CHALLENGES 2005-2006: Encore une année, encore une crise alimentaire enAfrique australe

JOHANNESBURG, 19 déc (IPS) – Depuis plusieurs années maintenant, l'Afrique australe est confrontée à des pénuries alimentaires graves qui pourraient bien perdurer en 2006.

Selon les Nations Unies, nombre des 14 pays membres de la Communauté de développement d'Afrique australe (SADC), continueront à dépendre des distributions de vivres l'année prochaine pour éviter que des millions de leurs citoyens ne meurent de faim. Entre 2002 et 2004, quelque 14 millions de personnes ont reçu l'aide alimentaire d'urgence des agences d'aide, selon le Programme alimentaire mondial (PAM).

Environ cinq millions de ces personnes demeurent extrêmement vulnérables..

"La saison sèche, qui a détruit des récoltes au début de 2005, a porté ce nombre à plus de 12 millions dans sept pays – sur une population totale de 70 millions", selon une note du PAM parue en 2005.

La question qui mérite d'être posée est de savoir si on ne peut rien faire pour éviter que cette situation ne se répète chaque année. "Il y a des choses que nous pouvons faire à court terme. Nous pouvons cultiver des plantes plus résistantes à la sécheresse comme le sorgho, le mil et le manioc", a déclaré à IPS le porte-parole du PAM, Mike Sackett.

"Les agriculteurs devraient être moins dépendants du maïs".

Le maïs, aliment de base en Afrique australe, résiste mal à la sécheresse – qui a causé un désastre dans certaines parties de la région ayant connu des pluies irrégulières ces dernières années.

"A long terme, il faudra moins compter sur la pluie et compter plus sur l'irrigation", a indiqué Sackett, qui vit dans la capitale économique de l'Afrique du Sud, Johannesburg. Toutefois, l'irrigation nécessite beaucoup d'investissements, ce qui la rend inaccessible à plusieurs Etats. A l'exception de l'Afrique du Sud, du Botswana et de la Namibie, les nations de la SADC auraient probablement besoin du financement des donateurs pour mettre en place des systèmes d'irrigation viables.
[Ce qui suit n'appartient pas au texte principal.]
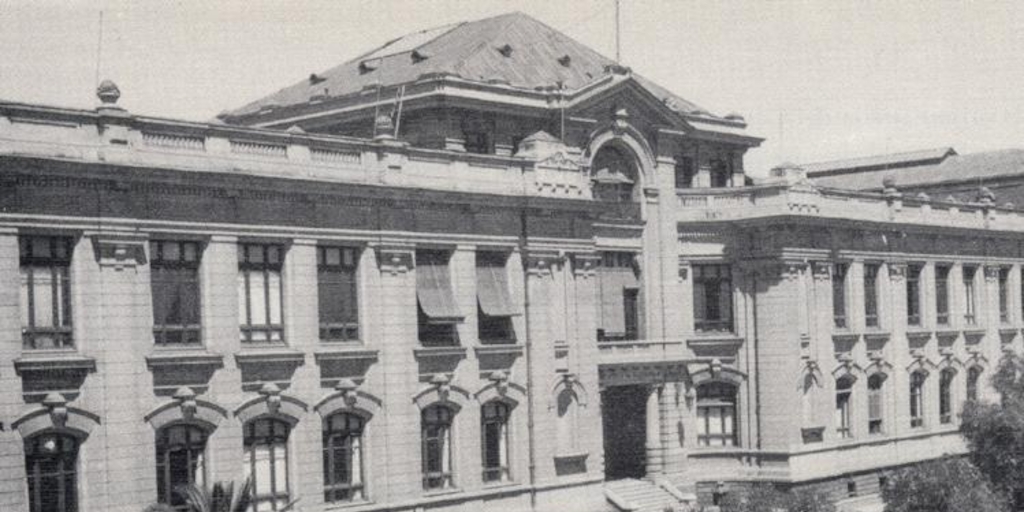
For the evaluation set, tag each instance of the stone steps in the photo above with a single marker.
(631, 495)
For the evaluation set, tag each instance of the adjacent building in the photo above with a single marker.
(481, 267)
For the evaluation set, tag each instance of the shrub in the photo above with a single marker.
(950, 484)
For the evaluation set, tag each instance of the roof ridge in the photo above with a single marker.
(884, 155)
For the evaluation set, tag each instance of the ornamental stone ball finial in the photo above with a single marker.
(889, 182)
(108, 92)
(986, 196)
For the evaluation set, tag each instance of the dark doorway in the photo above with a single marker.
(625, 423)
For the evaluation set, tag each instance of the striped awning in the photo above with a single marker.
(493, 291)
(433, 290)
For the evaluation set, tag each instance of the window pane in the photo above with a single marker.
(42, 291)
(257, 298)
(273, 290)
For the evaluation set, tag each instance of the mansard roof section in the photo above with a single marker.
(949, 169)
(110, 138)
(891, 161)
(513, 55)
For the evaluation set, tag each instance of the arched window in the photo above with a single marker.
(495, 429)
(916, 399)
(946, 378)
(180, 462)
(614, 175)
(343, 458)
(807, 400)
(566, 435)
(51, 468)
(876, 403)
(973, 377)
(844, 396)
(266, 462)
(436, 432)
(717, 415)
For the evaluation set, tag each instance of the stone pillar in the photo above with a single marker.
(653, 432)
(12, 487)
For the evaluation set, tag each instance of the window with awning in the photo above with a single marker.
(494, 296)
(438, 311)
(619, 288)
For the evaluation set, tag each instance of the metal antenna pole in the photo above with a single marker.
(617, 43)
(99, 46)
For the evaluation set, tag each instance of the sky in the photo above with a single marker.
(819, 80)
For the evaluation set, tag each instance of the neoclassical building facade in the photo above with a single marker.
(461, 272)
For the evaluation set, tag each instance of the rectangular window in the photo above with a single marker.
(713, 298)
(685, 170)
(970, 296)
(871, 295)
(174, 283)
(913, 295)
(942, 295)
(876, 403)
(839, 295)
(620, 290)
(1005, 295)
(437, 311)
(260, 293)
(45, 264)
(478, 141)
(916, 399)
(717, 415)
(495, 304)
(720, 173)
(495, 429)
(338, 293)
(946, 396)
(844, 393)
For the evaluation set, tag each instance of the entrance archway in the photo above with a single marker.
(624, 423)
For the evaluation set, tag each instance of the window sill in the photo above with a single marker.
(268, 353)
(877, 334)
(918, 332)
(346, 505)
(710, 339)
(48, 360)
(452, 351)
(441, 492)
(178, 355)
(347, 351)
(974, 332)
(844, 334)
(499, 349)
(571, 456)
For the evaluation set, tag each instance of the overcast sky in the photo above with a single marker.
(818, 79)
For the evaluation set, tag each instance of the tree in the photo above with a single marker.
(221, 498)
(949, 484)
(767, 498)
(994, 432)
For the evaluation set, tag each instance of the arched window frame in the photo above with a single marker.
(194, 448)
(844, 406)
(916, 412)
(344, 455)
(718, 422)
(877, 402)
(496, 440)
(436, 425)
(275, 439)
(974, 374)
(59, 464)
(947, 395)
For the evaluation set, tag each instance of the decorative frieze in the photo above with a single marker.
(395, 259)
(119, 251)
Sackett a remarqué que la distribution de semences et d'engrais devait également être mieux gérée : "Par exemple, l'année dernière, les agriculteurs ont tardivement reçu les engrais". Pour mettre fin au cycle actuel de pénuries alimentaires et aux problèmes qui l'accompagnent, les autorités agricoles de la SADC se sont lancées dans un programme global pour aider les agriculteurs. "Un de nos rôles sera d'examiner attentivement les contrats pour nos agriculteurs analphabètes. Nous les soutiendrons pour que leurs contrats (comme pour la fourniture de vivres aux agences de l'ONU) soient respectés..

Nous allons également les aider à comprendre la nécessité de rembourser les dettes pour leur éviter d'être mis sur la liste noire", a déclaré à IPS, Nelson Chisenga, spécialiste des questions agricoles à la Fédération des syndicats agricoles d'Afrique australe (SACAU).

Tôt ce mois, la SACAU a invité environ 20 délégués de six de ses pays membres – la Zambie, le Zimbabwe, l'Afrique du Sud, la Namibie, le Malawi et Madagascar – dans la capitale sud-africaine, Pretoria, pour les informer des questions clés qui affectent l'agriculture, telles que le commerce et le marketing. "Le niveau de prise de conscience au sein des agriculteurs est cruellement faible. Par exemple, ils croient que le commerce ne les concerne pas", a dit à IPS, Ajay Vashee du Syndicat national des agriculteurs de Zambie, basé à Lusaka. La Zambie compterait 800.000 petits fermiers sur une population d'environ huit millions d'habitants. "Nous voulons que nos agriculteurs voient au-delà de nos frontières et même sur le plan international", a-t-il ajouté. "Le principal problème est de leur inculquer des notions de marketing. Nous aimerions amener les agriculteurs à comprendre la dynamique du commerce".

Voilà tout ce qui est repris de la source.